In the early 1960s, the Slobodkins took a trip around the world, traveling to France, Switzerland, China, Japan, India, and Italy. After returning to the States, Louis produced a number of children's books set in the various countries they had visited: Gogo the French Sea Gull, The Late Cuckoo, Moon Blossom and the Golden Penny, Yasu and the Strangers, The Polka-Dot Goat, Luigi and the Long-Nosed Soldier, and Picco the Sad Italian Pony. He also illustrated the Italian primer written by Florence, Io Sono, I Am: Italian with Fun.
Slobodkin's sculptures have been exhibited at the Whitney Museum, the Metropolitan Museum of Modern Art, the Brooklyn Museum, the Museum of Modern Art, the National Academy of Design, the Corcoran Gallery, the Art Institute of Chicago, the Garfield Park Art Gallery, and the Riverside Museum.
His first public commission was for the "Tropical Postman" at the Madison Square Post Office in New York. He gave lectures at the Metropolitan Museum, the Brooklyn Museum, and, if I'm not mistaken, this very one we're sitting in right now. Slobodkin served on the faculty of numerous art schools in New York City and is the author of the textbook Sculpture: Principles and Practice. Indeed, his first crack at book illustration betrays a sculptor's practiced eye. The Moffats, as an admiring critic once pointed out, evince the sturdy style of a sculptural armature. Some of you may remember reading the Moffat books as children, and a few of you may even recall Clif Bradt of the Knickerbocker News, who once wrote: "The Moffats is a kids' book, but the kids range from 10 to 110."
I'm certain this accolade was intended for Louis Slobodkin as much as it was for Eleanor Estes.
His disarming drawings have been praised again and again ("You like to keep on looking," murmured May Lamberton Becker in the New York Herald Tribune). And it seems the man himself could draw a good bit of awe as well.
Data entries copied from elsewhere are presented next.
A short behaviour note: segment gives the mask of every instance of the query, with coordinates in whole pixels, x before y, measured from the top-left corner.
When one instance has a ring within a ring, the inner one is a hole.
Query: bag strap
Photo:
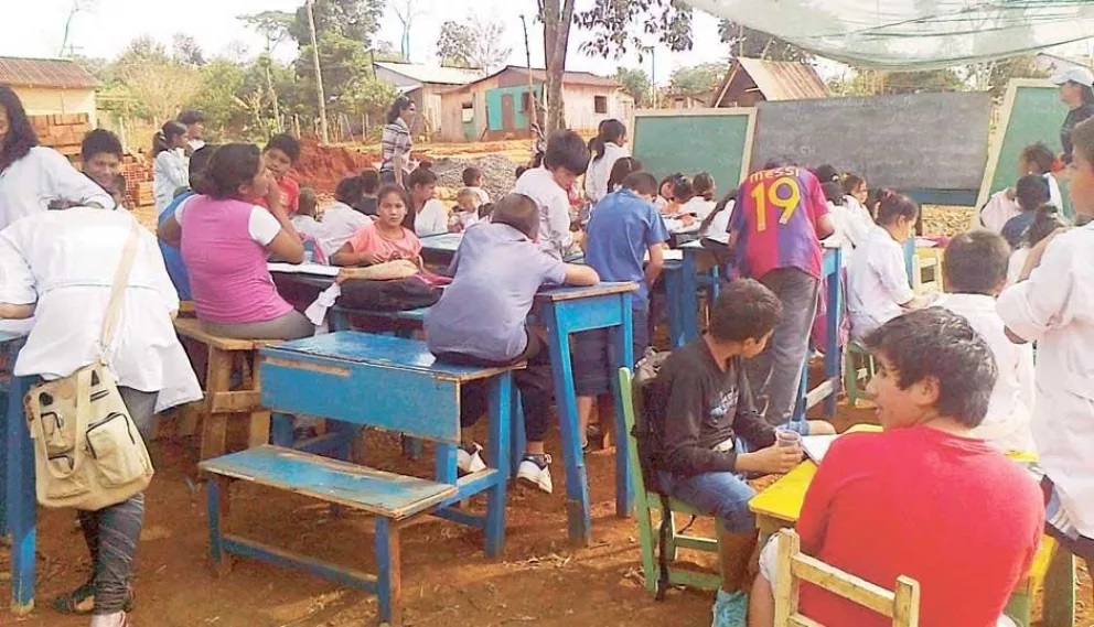
[[[133,260],[137,258],[137,245],[140,244],[141,226],[133,218],[133,226],[129,229],[129,239],[126,248],[121,252],[121,261],[114,273],[114,283],[110,285],[110,301],[106,305],[106,315],[103,317],[103,332],[99,335],[99,360],[106,363],[106,352],[114,342],[114,333],[118,328],[118,312],[121,309],[121,296],[126,292],[129,283],[129,273],[133,268]]]

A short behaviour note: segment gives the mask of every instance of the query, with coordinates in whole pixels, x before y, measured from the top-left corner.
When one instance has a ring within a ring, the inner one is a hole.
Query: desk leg
[[[502,556],[505,547],[505,486],[510,480],[513,422],[513,372],[502,372],[490,382],[490,437],[486,453],[497,469],[486,496],[486,556]]]
[[[634,368],[634,328],[631,315],[631,294],[620,294],[619,306],[623,323],[612,329],[615,340],[615,363],[612,372],[620,368]],[[626,418],[623,415],[623,390],[619,387],[619,377],[612,377],[612,390],[615,393],[615,515],[620,518],[631,516],[634,509],[634,485],[631,483],[631,457],[628,447],[631,439],[626,433]],[[629,399],[628,399],[629,400]]]
[[[573,369],[570,360],[569,329],[560,324],[558,305],[544,307],[547,324],[547,344],[550,349],[550,368],[555,378],[555,402],[558,406],[559,431],[562,436],[562,460],[566,463],[566,512],[569,520],[570,542],[588,547],[592,541],[592,520],[589,516],[589,479],[578,433],[578,400],[573,388]]]
[[[34,609],[37,498],[34,489],[34,451],[23,413],[23,397],[29,387],[26,377],[12,377],[4,433],[8,448],[4,510],[11,531],[11,612],[17,615]]]

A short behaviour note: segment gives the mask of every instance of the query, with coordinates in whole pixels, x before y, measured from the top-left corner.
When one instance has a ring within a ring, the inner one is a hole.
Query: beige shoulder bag
[[[152,461],[107,365],[141,226],[133,227],[114,275],[99,359],[26,393],[37,501],[87,511],[122,502],[152,480]]]

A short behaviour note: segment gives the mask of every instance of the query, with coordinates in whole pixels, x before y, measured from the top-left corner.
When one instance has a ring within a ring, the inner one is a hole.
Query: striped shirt
[[[404,156],[403,164],[404,170],[406,170],[406,165],[410,163],[411,148],[414,148],[414,141],[410,139],[410,127],[403,121],[403,118],[397,118],[394,122],[384,127],[384,133],[380,137],[380,155],[384,158],[384,161],[379,166],[379,171],[394,172],[395,166],[392,165],[392,160],[395,159],[396,154]]]

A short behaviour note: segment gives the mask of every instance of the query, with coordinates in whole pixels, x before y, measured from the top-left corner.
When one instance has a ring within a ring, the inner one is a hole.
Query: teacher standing
[[[410,173],[410,150],[414,140],[410,138],[410,123],[417,113],[414,100],[399,96],[387,110],[387,126],[380,139],[379,177],[383,183],[395,183],[401,187],[403,179]]]
[[[1071,164],[1071,131],[1079,122],[1094,117],[1094,74],[1085,67],[1072,67],[1055,74],[1052,83],[1060,86],[1060,101],[1071,109],[1060,128],[1060,144],[1063,145],[1060,159]]]

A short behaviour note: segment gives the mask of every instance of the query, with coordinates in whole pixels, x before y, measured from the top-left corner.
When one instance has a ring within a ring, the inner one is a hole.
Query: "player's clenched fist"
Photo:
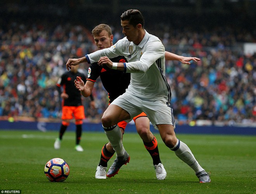
[[[76,77],[76,79],[75,79],[74,81],[76,86],[76,88],[79,91],[82,91],[85,88],[85,83],[79,77]]]

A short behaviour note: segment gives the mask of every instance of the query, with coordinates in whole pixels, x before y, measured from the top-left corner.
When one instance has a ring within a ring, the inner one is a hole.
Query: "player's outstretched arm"
[[[87,59],[85,57],[79,58],[69,58],[66,64],[66,67],[68,71],[72,69],[71,66],[75,66],[82,63],[87,62]]]
[[[166,60],[179,61],[183,64],[187,64],[188,65],[190,65],[190,63],[189,62],[190,61],[193,60],[195,62],[197,62],[200,60],[200,58],[197,57],[183,57],[167,51],[165,52],[165,59]]]

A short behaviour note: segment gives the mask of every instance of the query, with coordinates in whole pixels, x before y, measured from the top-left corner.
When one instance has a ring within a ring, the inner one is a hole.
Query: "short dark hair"
[[[129,9],[124,12],[121,15],[121,20],[128,20],[129,23],[134,27],[140,24],[144,28],[144,18],[142,14],[137,9]]]
[[[96,26],[92,30],[92,35],[93,36],[99,36],[100,33],[103,30],[106,30],[109,36],[110,36],[112,35],[112,32],[110,27],[108,25],[101,24]]]

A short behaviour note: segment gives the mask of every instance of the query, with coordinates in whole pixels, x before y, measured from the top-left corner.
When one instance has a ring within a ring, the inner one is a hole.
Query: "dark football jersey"
[[[76,106],[82,105],[81,92],[76,88],[74,82],[76,76],[79,76],[82,80],[86,79],[85,75],[80,72],[74,73],[69,71],[62,75],[56,84],[59,87],[63,86],[64,91],[69,96],[67,99],[62,100],[63,106]]]
[[[124,57],[119,56],[110,59],[116,63],[127,62]],[[94,63],[90,65],[87,80],[95,82],[100,76],[104,88],[109,93],[109,103],[125,92],[130,84],[131,74],[122,71],[112,69],[106,65],[99,65]]]

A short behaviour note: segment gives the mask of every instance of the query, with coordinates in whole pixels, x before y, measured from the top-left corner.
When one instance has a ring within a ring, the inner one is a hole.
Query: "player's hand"
[[[187,64],[190,65],[190,63],[189,62],[190,61],[194,61],[195,62],[197,62],[198,61],[200,60],[200,58],[197,57],[182,57],[181,58],[180,62],[183,64]]]
[[[69,96],[66,93],[62,92],[61,94],[61,97],[63,99],[65,100],[68,98]]]
[[[82,91],[85,89],[85,82],[78,76],[76,77],[76,79],[74,81],[76,88],[79,91]]]
[[[98,64],[99,65],[102,66],[103,65],[106,65],[110,69],[112,68],[113,65],[113,62],[109,59],[107,57],[102,57],[100,58],[100,60],[98,62]]]

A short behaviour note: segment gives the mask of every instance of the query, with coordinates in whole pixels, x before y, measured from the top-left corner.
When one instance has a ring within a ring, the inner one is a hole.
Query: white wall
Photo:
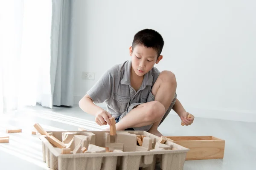
[[[256,1],[77,0],[74,7],[76,102],[107,69],[130,59],[134,34],[150,28],[165,41],[155,66],[175,74],[188,111],[256,121]],[[83,71],[96,79],[82,79]]]

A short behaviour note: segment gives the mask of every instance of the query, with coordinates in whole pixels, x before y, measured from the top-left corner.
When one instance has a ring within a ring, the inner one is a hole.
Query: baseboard
[[[82,96],[74,96],[74,103],[78,105],[79,100]],[[97,106],[106,109],[105,103],[96,104]],[[223,110],[209,109],[185,107],[187,111],[195,116],[208,119],[216,119],[223,120],[232,120],[246,122],[256,122],[256,112],[248,111],[230,111]],[[170,114],[177,115],[173,110]]]
[[[74,96],[74,105],[78,105],[79,101],[83,97],[82,96]],[[97,106],[102,108],[106,108],[106,104],[105,103],[99,103],[96,104]]]
[[[189,107],[186,107],[186,110],[195,116],[198,117],[256,122],[256,113]],[[173,110],[171,112],[171,114],[176,114]]]

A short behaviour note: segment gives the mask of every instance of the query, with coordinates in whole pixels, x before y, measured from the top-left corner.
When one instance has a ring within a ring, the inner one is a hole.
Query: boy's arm
[[[187,126],[193,123],[195,117],[192,115],[192,118],[187,118],[187,116],[189,114],[188,112],[185,110],[180,102],[176,99],[175,104],[172,107],[172,109],[179,115],[180,119],[183,122],[184,124]]]
[[[83,111],[95,116],[95,122],[99,125],[106,125],[108,123],[111,125],[109,118],[111,115],[104,109],[98,106],[93,101],[92,98],[86,94],[79,102],[79,106]]]
[[[176,99],[175,104],[172,107],[172,110],[174,110],[180,117],[182,116],[184,112],[186,112],[182,105],[178,99]]]
[[[104,110],[93,103],[93,99],[87,94],[79,102],[79,106],[84,112],[94,116],[96,116],[97,112]]]
[[[109,71],[105,72],[79,102],[80,108],[85,112],[95,116],[95,122],[100,125],[111,125],[111,115],[97,106],[110,97],[113,79]]]

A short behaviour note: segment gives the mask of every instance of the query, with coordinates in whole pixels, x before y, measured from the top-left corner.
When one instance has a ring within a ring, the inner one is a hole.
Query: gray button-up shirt
[[[101,76],[87,94],[95,103],[105,102],[107,111],[115,118],[135,103],[145,103],[160,72],[153,67],[144,76],[136,92],[131,85],[131,61],[114,65]]]

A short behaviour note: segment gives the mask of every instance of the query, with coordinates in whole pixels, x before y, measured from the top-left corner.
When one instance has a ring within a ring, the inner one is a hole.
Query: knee
[[[161,79],[163,82],[167,82],[177,86],[177,82],[176,77],[173,73],[171,71],[166,70],[163,71],[159,74],[158,78]]]
[[[164,106],[158,101],[149,103],[147,108],[147,116],[145,118],[148,122],[156,122],[161,119],[166,113]]]

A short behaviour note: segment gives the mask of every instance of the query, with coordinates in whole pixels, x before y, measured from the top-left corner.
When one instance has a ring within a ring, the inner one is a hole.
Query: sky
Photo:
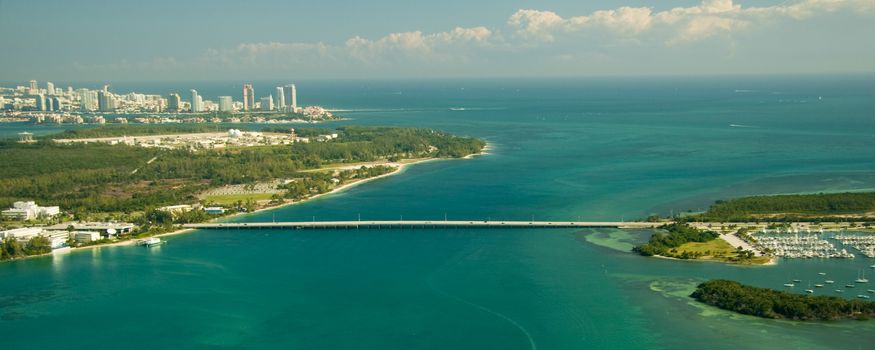
[[[0,0],[0,80],[875,72],[875,0]]]

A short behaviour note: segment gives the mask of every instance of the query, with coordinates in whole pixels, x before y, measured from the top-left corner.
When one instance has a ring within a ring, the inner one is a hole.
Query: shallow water
[[[236,91],[226,85],[198,89]],[[630,220],[745,194],[875,188],[871,77],[298,86],[306,104],[352,110],[343,114],[353,120],[329,125],[434,127],[493,149],[238,221]],[[872,259],[741,267],[629,253],[646,235],[203,231],[160,248],[0,264],[0,337],[9,348],[74,349],[862,349],[875,341],[873,322],[761,320],[686,297],[710,278],[782,288],[826,272],[838,284]]]

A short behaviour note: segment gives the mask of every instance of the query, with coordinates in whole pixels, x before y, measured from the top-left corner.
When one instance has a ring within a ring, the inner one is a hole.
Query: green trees
[[[43,236],[36,236],[27,241],[24,246],[24,253],[27,255],[39,255],[52,252],[52,243],[49,239]]]
[[[875,302],[811,296],[711,280],[690,295],[721,309],[765,318],[838,320],[875,316]]]
[[[0,249],[0,259],[14,259],[24,255],[24,247],[21,246],[17,239],[7,237],[3,240],[2,249]]]
[[[287,130],[287,129],[286,129]],[[215,132],[215,125],[106,126],[64,132],[60,138],[103,137],[178,132]],[[190,203],[207,188],[300,178],[287,198],[327,191],[331,177],[302,170],[325,164],[385,158],[454,157],[479,152],[481,140],[430,129],[343,127],[301,129],[302,133],[337,133],[328,142],[297,143],[226,150],[159,150],[107,144],[58,145],[0,142],[0,207],[17,200],[59,205],[77,215],[132,213],[146,208]],[[154,158],[154,161],[149,162]],[[136,170],[136,172],[134,171]],[[385,171],[369,168],[375,176]],[[156,221],[157,222],[157,221]]]
[[[0,243],[0,260],[22,258],[28,255],[39,255],[52,252],[49,239],[42,236],[31,238],[24,245],[15,238],[7,237]]]
[[[756,216],[772,215],[771,221],[815,220],[831,215],[875,211],[875,192],[817,193],[779,196],[753,196],[717,201],[696,217],[703,221],[752,221]],[[774,215],[777,214],[777,217]]]
[[[671,249],[680,247],[687,242],[708,242],[719,237],[716,232],[699,230],[685,223],[671,223],[660,226],[659,228],[666,230],[666,233],[657,232],[650,236],[650,241],[639,245],[632,250],[644,256],[661,255],[670,256]],[[686,252],[684,252],[686,253]],[[681,258],[695,258],[687,254]]]

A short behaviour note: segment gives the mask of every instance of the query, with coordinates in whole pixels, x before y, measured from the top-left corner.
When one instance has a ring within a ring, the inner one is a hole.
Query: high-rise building
[[[234,110],[234,100],[231,96],[219,96],[219,112],[231,112]]]
[[[252,84],[243,84],[243,110],[255,109],[255,89]]]
[[[272,111],[273,110],[273,95],[261,98],[261,110],[262,111]]]
[[[46,110],[46,97],[42,94],[36,95],[36,110],[44,111]]]
[[[179,94],[172,93],[167,97],[167,110],[170,112],[179,112],[179,108],[182,106],[182,98],[179,97]]]
[[[97,92],[97,109],[101,112],[115,111],[115,96],[104,88]]]
[[[197,90],[191,89],[191,111],[203,112],[204,100],[197,94]]]
[[[61,110],[61,98],[58,96],[52,97],[52,110],[60,111]]]
[[[276,110],[283,111],[286,109],[286,92],[282,86],[276,87]]]
[[[290,109],[294,113],[298,113],[298,91],[295,89],[295,84],[289,85],[289,98],[291,105]]]

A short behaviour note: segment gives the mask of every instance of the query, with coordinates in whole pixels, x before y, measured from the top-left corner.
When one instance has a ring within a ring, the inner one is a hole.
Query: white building
[[[13,220],[33,220],[42,217],[53,217],[61,213],[60,207],[41,207],[35,202],[15,202],[12,208],[4,210],[3,218]]]
[[[281,111],[286,109],[286,92],[282,86],[276,87],[276,109]]]
[[[0,239],[13,238],[26,241],[43,233],[42,227],[24,227],[12,230],[0,231]]]
[[[168,213],[185,213],[187,211],[191,211],[191,209],[191,205],[188,204],[168,205],[166,207],[158,208],[158,210],[166,211]]]
[[[191,89],[191,111],[202,112],[204,110],[204,100],[197,94],[197,90]]]
[[[262,111],[272,111],[273,110],[273,95],[261,98],[261,110]]]
[[[94,231],[73,231],[70,236],[79,243],[91,243],[100,240],[100,233]]]
[[[231,96],[219,96],[219,112],[231,112],[234,110],[234,100]]]
[[[205,207],[204,212],[207,214],[224,214],[225,208],[222,207]]]
[[[295,84],[289,85],[289,97],[291,97],[291,111],[298,113],[298,90],[295,90]]]

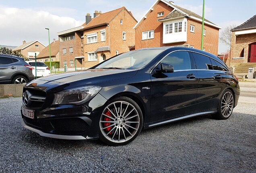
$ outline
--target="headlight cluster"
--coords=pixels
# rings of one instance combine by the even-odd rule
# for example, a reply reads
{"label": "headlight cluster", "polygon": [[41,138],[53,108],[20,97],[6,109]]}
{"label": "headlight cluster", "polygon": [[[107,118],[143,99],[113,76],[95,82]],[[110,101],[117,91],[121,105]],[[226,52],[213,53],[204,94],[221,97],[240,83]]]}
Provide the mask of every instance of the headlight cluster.
{"label": "headlight cluster", "polygon": [[81,105],[89,101],[101,89],[100,86],[88,86],[75,88],[55,94],[54,105]]}

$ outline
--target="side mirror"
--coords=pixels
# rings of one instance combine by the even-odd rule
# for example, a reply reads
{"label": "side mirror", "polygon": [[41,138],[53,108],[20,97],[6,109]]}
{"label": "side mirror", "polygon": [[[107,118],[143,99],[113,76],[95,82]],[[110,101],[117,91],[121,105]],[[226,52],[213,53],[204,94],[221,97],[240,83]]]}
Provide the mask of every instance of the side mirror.
{"label": "side mirror", "polygon": [[173,66],[169,64],[161,63],[161,71],[163,72],[173,72],[174,68]]}

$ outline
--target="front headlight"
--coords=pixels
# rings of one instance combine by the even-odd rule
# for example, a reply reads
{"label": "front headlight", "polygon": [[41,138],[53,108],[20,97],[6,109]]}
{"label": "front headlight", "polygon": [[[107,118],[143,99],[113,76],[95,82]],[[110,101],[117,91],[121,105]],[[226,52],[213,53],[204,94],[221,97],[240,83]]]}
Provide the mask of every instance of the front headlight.
{"label": "front headlight", "polygon": [[101,89],[100,86],[88,86],[75,88],[55,94],[53,105],[81,105],[89,101]]}

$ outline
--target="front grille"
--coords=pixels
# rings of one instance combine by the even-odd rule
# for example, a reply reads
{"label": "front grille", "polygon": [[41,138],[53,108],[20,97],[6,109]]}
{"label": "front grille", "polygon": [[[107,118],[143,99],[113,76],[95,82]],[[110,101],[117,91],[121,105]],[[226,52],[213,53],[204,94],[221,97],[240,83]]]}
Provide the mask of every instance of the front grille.
{"label": "front grille", "polygon": [[60,131],[84,131],[88,127],[84,120],[77,117],[53,119],[51,123],[55,130]]}
{"label": "front grille", "polygon": [[[27,97],[27,95],[28,96]],[[29,108],[39,108],[42,107],[46,98],[46,93],[43,91],[29,89],[24,91],[23,93],[23,103]]]}

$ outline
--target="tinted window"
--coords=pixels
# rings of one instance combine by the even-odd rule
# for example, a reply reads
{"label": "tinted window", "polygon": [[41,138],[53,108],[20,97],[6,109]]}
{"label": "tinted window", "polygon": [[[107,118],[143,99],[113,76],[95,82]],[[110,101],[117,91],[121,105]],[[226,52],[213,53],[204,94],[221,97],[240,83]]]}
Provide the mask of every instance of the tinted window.
{"label": "tinted window", "polygon": [[19,60],[18,60],[16,58],[11,58],[12,60],[12,61],[13,62],[17,62],[19,61]]}
{"label": "tinted window", "polygon": [[223,64],[219,62],[217,60],[211,59],[211,60],[213,63],[213,69],[216,70],[219,70],[221,71],[228,71],[226,67],[224,66]]}
{"label": "tinted window", "polygon": [[204,55],[196,53],[193,53],[195,59],[196,69],[213,70],[212,63],[210,58]]}
{"label": "tinted window", "polygon": [[[35,62],[29,62],[29,64],[31,66],[35,66]],[[37,62],[37,66],[46,66],[46,64],[43,62]]]}
{"label": "tinted window", "polygon": [[186,51],[178,51],[171,53],[163,59],[161,62],[173,66],[174,70],[191,69],[189,54]]}
{"label": "tinted window", "polygon": [[0,57],[0,64],[8,64],[12,63],[12,58],[5,57]]}

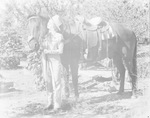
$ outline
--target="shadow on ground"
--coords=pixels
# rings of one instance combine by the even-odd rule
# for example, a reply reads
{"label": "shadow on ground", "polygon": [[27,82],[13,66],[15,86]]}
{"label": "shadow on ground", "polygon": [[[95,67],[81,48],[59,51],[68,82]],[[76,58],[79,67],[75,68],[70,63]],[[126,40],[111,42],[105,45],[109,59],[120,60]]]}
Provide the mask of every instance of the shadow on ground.
{"label": "shadow on ground", "polygon": [[132,95],[131,92],[124,92],[122,95],[118,95],[117,93],[111,93],[100,97],[90,98],[90,104],[110,102],[122,99],[130,99],[131,95]]}

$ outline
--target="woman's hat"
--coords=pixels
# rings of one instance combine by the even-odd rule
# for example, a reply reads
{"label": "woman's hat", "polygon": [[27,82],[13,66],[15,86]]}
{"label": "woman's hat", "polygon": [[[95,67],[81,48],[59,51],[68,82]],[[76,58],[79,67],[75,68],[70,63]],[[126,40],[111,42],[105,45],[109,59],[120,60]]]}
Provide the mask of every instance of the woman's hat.
{"label": "woman's hat", "polygon": [[60,30],[61,25],[60,17],[55,15],[49,20],[47,28],[51,30],[51,28],[57,27]]}

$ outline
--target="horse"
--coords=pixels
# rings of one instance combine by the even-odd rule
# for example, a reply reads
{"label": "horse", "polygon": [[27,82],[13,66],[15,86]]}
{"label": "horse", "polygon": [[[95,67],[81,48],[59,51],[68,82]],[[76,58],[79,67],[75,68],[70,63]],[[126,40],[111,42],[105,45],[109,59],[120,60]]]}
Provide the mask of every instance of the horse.
{"label": "horse", "polygon": [[[137,39],[133,31],[123,26],[121,23],[108,23],[103,20],[99,20],[96,25],[91,22],[85,24],[82,21],[82,25],[85,25],[85,31],[80,27],[81,32],[86,32],[88,50],[95,48],[95,55],[91,55],[91,59],[100,61],[104,58],[110,58],[113,60],[120,77],[120,88],[118,94],[124,92],[125,71],[128,71],[132,82],[132,96],[136,97],[137,90]],[[96,38],[87,38],[87,32],[93,32],[99,36]],[[96,36],[95,35],[95,36]],[[94,43],[92,43],[94,42]]]}
{"label": "horse", "polygon": [[[42,16],[31,16],[28,18],[29,27],[29,47],[35,51],[42,47],[42,42],[48,33],[47,24],[49,18]],[[60,26],[60,33],[64,37],[64,50],[61,55],[61,63],[67,72],[65,81],[65,96],[68,98],[69,92],[69,69],[71,70],[74,95],[79,97],[78,92],[78,63],[80,60],[81,38],[69,30],[70,27]],[[42,57],[42,67],[44,69],[45,59]]]}

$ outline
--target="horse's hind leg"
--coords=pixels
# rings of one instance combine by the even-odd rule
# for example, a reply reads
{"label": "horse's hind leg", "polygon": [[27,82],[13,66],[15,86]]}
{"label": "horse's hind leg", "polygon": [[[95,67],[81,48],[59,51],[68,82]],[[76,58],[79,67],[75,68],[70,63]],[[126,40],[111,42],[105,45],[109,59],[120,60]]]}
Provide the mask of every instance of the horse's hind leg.
{"label": "horse's hind leg", "polygon": [[78,61],[79,61],[78,59],[72,59],[72,62],[70,64],[74,94],[75,94],[75,97],[77,97],[77,98],[79,97],[79,92],[78,92]]}
{"label": "horse's hind leg", "polygon": [[69,66],[67,64],[63,64],[63,93],[65,98],[69,98]]}
{"label": "horse's hind leg", "polygon": [[125,81],[125,67],[123,64],[123,60],[119,56],[115,56],[114,64],[116,65],[119,73],[120,73],[120,88],[118,94],[122,94],[124,92],[124,81]]}

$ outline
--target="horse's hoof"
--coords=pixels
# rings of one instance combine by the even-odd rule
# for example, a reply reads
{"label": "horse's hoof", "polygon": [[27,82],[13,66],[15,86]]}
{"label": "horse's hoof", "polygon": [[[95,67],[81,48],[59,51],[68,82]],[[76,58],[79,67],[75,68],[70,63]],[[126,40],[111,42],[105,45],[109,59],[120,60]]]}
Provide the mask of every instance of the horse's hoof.
{"label": "horse's hoof", "polygon": [[122,95],[124,93],[124,91],[118,91],[117,95]]}
{"label": "horse's hoof", "polygon": [[137,98],[136,95],[132,95],[132,96],[131,96],[131,99],[136,99],[136,98]]}
{"label": "horse's hoof", "polygon": [[46,108],[44,108],[44,110],[52,110],[54,108],[54,105],[48,105]]}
On the dust jacket to Fo'castle Waltz, his publisher at Vanguard Press wrote: "We have boisterous evidence that he has two strapping sons, who, when you ask for him on the telephone, demand: 'Do you mean Mr. Slobodkin, the sculptor, painter, author, lecturer, book designer, illustrator, chef, factory hand, chicken farmer, bell-hop, dish-washer?' We settle all that by merely asking for the Eminent."